Das os.system(...) ist natürlich durch das zu ersetzen, was man braucht

----------

## Erdie

Ok, vielen Dank. Ich werde es probieren !

----------

## Erdie

Ich habe mir mal die Sourcen von kbluetooth angeschaut. Das läßt sich leicht modifizieren, so dass es tut, was ich mir vorstelle. Falls es jemanden interessiert, werde ich dann hier berichten.

----------

## slick

Uns interessiert ALLES  :Wink: 

----------

## Erdie

Mein Plan ist folgender: 

In den Sourcen von kbluetooth, also in kbluelock.cpp, wird über DCOP der Bildschirm gesperrt.
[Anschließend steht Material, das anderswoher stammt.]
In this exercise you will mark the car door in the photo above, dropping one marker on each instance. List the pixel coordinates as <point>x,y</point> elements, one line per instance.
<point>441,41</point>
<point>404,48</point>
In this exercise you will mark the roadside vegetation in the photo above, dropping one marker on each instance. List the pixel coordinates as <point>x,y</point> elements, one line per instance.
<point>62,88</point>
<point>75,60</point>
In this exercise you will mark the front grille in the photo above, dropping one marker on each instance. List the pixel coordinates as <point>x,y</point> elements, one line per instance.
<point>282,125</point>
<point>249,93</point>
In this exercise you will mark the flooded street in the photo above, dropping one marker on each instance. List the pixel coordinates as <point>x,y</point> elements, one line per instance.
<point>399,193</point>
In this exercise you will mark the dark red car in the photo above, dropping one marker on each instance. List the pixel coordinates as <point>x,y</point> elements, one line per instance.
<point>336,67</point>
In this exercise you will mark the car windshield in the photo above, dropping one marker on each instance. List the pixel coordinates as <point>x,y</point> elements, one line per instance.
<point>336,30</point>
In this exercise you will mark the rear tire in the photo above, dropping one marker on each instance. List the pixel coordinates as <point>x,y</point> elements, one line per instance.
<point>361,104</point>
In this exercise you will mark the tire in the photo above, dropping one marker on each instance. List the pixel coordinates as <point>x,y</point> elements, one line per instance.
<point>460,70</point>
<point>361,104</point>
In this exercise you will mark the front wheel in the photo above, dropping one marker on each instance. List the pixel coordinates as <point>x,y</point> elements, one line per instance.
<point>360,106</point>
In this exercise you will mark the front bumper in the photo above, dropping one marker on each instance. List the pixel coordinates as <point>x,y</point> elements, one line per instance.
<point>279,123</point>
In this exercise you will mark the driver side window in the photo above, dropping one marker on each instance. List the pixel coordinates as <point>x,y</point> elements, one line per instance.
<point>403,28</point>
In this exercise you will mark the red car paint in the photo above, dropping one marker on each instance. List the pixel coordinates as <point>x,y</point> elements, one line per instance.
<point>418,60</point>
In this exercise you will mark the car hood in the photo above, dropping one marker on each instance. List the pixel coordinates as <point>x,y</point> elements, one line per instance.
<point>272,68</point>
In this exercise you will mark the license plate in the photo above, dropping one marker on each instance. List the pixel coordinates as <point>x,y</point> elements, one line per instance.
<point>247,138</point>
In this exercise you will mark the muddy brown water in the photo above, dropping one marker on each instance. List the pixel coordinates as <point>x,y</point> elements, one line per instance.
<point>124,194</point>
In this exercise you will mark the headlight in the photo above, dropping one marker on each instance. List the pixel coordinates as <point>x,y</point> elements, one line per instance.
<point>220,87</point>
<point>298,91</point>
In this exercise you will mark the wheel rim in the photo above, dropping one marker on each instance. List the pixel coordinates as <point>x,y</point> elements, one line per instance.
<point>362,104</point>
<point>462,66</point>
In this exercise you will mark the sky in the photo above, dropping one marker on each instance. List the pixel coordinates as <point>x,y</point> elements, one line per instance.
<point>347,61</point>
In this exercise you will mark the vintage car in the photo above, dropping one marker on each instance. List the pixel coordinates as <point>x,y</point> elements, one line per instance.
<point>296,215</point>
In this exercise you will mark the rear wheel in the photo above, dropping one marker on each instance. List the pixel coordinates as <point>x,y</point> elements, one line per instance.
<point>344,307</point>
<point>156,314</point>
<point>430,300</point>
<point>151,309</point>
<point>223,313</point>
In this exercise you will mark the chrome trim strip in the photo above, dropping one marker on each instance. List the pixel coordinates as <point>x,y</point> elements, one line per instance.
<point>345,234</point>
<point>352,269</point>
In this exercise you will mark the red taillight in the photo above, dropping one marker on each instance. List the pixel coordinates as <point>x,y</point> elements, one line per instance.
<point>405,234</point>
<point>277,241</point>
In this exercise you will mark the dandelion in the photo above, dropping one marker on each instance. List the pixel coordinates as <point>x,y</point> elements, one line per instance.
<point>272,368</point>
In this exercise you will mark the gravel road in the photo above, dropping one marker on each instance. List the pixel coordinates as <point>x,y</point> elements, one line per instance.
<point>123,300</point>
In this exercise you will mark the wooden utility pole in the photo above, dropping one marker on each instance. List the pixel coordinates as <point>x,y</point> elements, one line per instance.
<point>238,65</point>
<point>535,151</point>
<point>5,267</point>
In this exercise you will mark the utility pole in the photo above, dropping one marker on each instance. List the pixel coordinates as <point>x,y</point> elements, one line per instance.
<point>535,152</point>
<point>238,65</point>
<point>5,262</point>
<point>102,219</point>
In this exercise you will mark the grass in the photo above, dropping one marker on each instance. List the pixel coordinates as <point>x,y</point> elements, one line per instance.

Da braucht man dann im Prinzip nur den Befehl austauschen und stattdessen ein Script auf Betriebsystemebene ausführen. Das Skript bedient sich xdotool um Tastatureingaben zu simulieren und führt den entsprechenden Befehl für den afk Modus aus. Im Fall von Eternal Lands, was ich spiele wäre das dann der Befehl "#afk". Das müßte funktionieren.

----------

## Finswimmer

Evtl. wäre es sinnvoller, das Ganze generischer anzulegen:

Ein Bugreport, damit diverse Skripte ausgeführt werden können, oder eben Bildschirm sperren.

----------

## Erdie

Du meinst ein Gentoo - Bugreport?

----------

## Finswimmer

Nee. Ich meinte bei den Entwicklern von KBluetooth.

Aber auch nur als Wish-Report.

----------

## Erdie

Das könnte schwierig werden. Soweit ich weiß, wird kbluetooth nicht mehr weiterentwickelt und wurde von bluedevil abgelöst   :Wink: 

----------

## Finswimmer

 *Erdie wrote:*   

> Das könnte schwierig werden. Soweit ich weiß, wird kbluetooth nicht mehr weiterentwickelt und wurde von bluedevil abgelöst  

 

Oh. Mein Fehler...

----------